Merhaba, nasılsınız?
Ben harikayım çünkü sonunda benim sevdiğim bölümlere başlıyoruz 🥳 Beni önceden de okuyanlar anladı muhtemelen 👉🏻👈🏻
Ben seni rastgele sevmedim ki
İhtimallerden seçmedim ki
BÖLÜM ON ALTI
Ağrı kesici serum bitince kalkmak için doğrulacakken Yaman üzerime eğildi. Beni kucaklamak için yaptığı bir hamleydi. Afalladığımı görünce duraksadı. "Ha" dedi farkına vararak. "Pardon." Bu kadar çabuk beni kucağında taşımayı alışkanlık edinmesi bile kafa karıştırıcıydı. Bir şeyleri bilerek ya da beni etkilemek için yapmıyordu da öylesine yaptığı şeylerden ben etkileniyordum işte..onu ne yapacaktık ?
Doktorun yazdığı reçeteyi almak için arabayı bana sormadan eczaneye sürmesi de tam olarak böyle hissettirmişti.

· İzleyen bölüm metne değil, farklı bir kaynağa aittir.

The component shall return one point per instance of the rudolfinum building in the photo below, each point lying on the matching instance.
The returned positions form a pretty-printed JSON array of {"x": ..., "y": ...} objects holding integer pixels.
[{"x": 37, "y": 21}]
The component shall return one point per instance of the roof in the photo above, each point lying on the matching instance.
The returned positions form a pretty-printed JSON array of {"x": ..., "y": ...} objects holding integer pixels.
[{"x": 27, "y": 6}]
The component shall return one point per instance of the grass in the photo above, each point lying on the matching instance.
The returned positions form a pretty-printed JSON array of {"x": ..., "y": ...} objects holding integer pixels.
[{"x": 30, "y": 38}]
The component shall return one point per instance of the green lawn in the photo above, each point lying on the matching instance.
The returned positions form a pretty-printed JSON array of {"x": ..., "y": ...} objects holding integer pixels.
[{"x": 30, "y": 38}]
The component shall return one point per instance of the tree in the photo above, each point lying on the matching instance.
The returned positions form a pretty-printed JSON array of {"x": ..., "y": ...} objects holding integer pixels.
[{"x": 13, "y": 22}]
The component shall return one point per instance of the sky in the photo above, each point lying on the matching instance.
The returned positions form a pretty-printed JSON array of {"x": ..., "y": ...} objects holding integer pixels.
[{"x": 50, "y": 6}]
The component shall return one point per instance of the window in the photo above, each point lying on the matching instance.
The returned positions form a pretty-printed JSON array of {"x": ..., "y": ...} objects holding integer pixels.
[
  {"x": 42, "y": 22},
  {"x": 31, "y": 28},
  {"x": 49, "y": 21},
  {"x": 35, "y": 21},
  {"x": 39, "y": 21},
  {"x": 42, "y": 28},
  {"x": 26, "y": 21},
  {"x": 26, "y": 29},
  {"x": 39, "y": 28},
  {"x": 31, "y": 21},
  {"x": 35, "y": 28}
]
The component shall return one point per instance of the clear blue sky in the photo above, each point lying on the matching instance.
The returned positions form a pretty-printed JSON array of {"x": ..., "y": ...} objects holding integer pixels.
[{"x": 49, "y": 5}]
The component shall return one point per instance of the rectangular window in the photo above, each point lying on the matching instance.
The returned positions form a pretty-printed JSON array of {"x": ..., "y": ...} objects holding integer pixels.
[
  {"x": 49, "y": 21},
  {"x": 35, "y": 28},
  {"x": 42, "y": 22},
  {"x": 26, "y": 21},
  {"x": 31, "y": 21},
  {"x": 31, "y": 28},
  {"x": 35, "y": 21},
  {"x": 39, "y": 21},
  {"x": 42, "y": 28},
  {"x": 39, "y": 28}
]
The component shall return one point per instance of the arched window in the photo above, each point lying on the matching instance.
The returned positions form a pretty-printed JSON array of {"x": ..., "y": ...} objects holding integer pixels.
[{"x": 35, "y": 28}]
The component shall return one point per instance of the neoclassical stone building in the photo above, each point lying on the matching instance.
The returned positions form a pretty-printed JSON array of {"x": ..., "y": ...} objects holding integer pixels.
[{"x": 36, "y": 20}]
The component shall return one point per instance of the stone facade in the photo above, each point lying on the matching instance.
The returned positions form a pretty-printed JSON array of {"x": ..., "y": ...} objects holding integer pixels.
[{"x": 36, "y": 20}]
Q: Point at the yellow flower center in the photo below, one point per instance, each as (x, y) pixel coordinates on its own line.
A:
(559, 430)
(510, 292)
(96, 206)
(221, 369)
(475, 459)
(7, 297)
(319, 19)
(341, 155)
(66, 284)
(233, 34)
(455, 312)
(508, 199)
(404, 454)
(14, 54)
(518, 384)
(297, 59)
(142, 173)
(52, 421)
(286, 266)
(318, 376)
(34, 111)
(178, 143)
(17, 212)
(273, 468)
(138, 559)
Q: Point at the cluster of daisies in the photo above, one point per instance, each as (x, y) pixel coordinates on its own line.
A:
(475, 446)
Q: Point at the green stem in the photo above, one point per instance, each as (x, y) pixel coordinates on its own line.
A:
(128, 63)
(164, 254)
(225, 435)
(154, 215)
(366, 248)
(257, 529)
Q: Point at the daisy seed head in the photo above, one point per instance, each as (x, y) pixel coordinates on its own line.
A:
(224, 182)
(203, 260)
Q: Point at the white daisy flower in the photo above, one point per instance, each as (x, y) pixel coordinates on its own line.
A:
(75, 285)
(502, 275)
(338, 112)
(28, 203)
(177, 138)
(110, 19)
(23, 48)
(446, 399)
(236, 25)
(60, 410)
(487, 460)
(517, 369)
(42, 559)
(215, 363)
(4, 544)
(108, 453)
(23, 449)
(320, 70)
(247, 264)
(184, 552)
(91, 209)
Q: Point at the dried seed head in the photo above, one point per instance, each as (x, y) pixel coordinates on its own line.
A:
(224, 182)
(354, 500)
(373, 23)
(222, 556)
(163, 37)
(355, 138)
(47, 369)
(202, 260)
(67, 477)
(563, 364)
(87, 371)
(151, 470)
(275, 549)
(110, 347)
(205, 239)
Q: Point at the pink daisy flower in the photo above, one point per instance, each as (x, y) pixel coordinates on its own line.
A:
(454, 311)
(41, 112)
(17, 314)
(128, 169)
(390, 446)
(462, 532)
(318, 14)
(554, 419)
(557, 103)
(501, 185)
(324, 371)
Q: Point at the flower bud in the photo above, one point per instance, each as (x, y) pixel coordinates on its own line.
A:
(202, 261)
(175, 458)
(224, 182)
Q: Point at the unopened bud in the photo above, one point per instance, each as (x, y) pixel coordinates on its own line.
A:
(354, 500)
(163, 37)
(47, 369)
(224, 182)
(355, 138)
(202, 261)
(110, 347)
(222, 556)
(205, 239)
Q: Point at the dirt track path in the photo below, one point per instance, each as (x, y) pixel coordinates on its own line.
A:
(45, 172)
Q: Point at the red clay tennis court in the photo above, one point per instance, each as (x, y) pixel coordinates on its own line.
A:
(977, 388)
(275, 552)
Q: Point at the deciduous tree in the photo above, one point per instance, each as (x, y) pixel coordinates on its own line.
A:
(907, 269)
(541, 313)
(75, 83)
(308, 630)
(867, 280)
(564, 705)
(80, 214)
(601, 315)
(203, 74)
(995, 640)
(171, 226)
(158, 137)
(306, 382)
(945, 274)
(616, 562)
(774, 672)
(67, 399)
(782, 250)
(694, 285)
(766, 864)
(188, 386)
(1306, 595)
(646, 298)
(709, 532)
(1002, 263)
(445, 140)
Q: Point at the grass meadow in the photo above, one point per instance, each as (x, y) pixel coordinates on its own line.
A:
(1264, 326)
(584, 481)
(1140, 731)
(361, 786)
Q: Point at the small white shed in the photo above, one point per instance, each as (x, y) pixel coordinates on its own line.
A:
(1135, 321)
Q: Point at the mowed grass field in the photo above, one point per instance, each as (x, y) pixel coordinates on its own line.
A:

Benimle yeteri kadar ilgilenmişti, daha fazlasını sonradan bende halledebilirdim ama sanki gecenin bir yarısı beni hastaneye taşımak ,düzeltiyorum kucağında taşımak, ilaçlarımı almak hatta kemerimi bağlamak çok doğaldı onun için. Bir ilişkinin içindeymiş gibi aşinaydık birbirimize. Mesela farkında olmadan ona dalıp gittiğim her defasında başını bana çevirip göz kırpmıştı yolculuk boyunca.
Çok fena çekiliyordum. En fenası da söyledikleriydi ya, ne demişti ? İlk girdiğin andan beri demişti, ilk an...
Of!
Sen bu kadar çabuk kapılmazsın kızım, diye hatırlattım kendime. Aklını başına topla!
Eczaneden çıktığında ve arabaya geri bindiğinde poşeti kucağıma bıraktı. "Ağrı kesici vermiş, muhtemelen evde vardır ama fazladan bir kutu daha aldım sonra da ihtiyacın olursa diye-" Kendi kemerini takmadan arabayı çalıştırdı. "Sen yine de ağrın olunca hemen içme, ilaç alışkanlığı acı eşiğini düşürür."
"Kemerini tak."
"Ha" Şaşkınca döndü. Başını öne eğip kemerini takmadığını fark edince ancak idrak etti. "Unutmuşum la"
"Ankaralı mısın sen ?" diye sordum gülerek. Sena sayesinde bildiğim halde soruyordum. Yüzünü buruşturdu.
"Öyle, ne gidebilirsin bu şehirden ne silebilirsin dilinden.."
"Hala takmadın kemerini-"
Direksiyonu çevirirkenki manevrası yüzünden yine aklıma dolan saçma düşüncelerle kendime içimden küfür ettim. Ne yapsa etkileneceksem işim çok zordu. "Nasıl takayım ?" diye sordu, dalıp gittiğim ellerinden gözlerimi çekmeme sebep olarak. "Işıkta durunca takarım." Başını bana çevirdi ve başta mantıklı bulduğum sözlerinin yalnızca bir bahane olduğunu anlamama yetecek şekilde devam etti. "Yok ama ben takarım diyorsan hayır demem."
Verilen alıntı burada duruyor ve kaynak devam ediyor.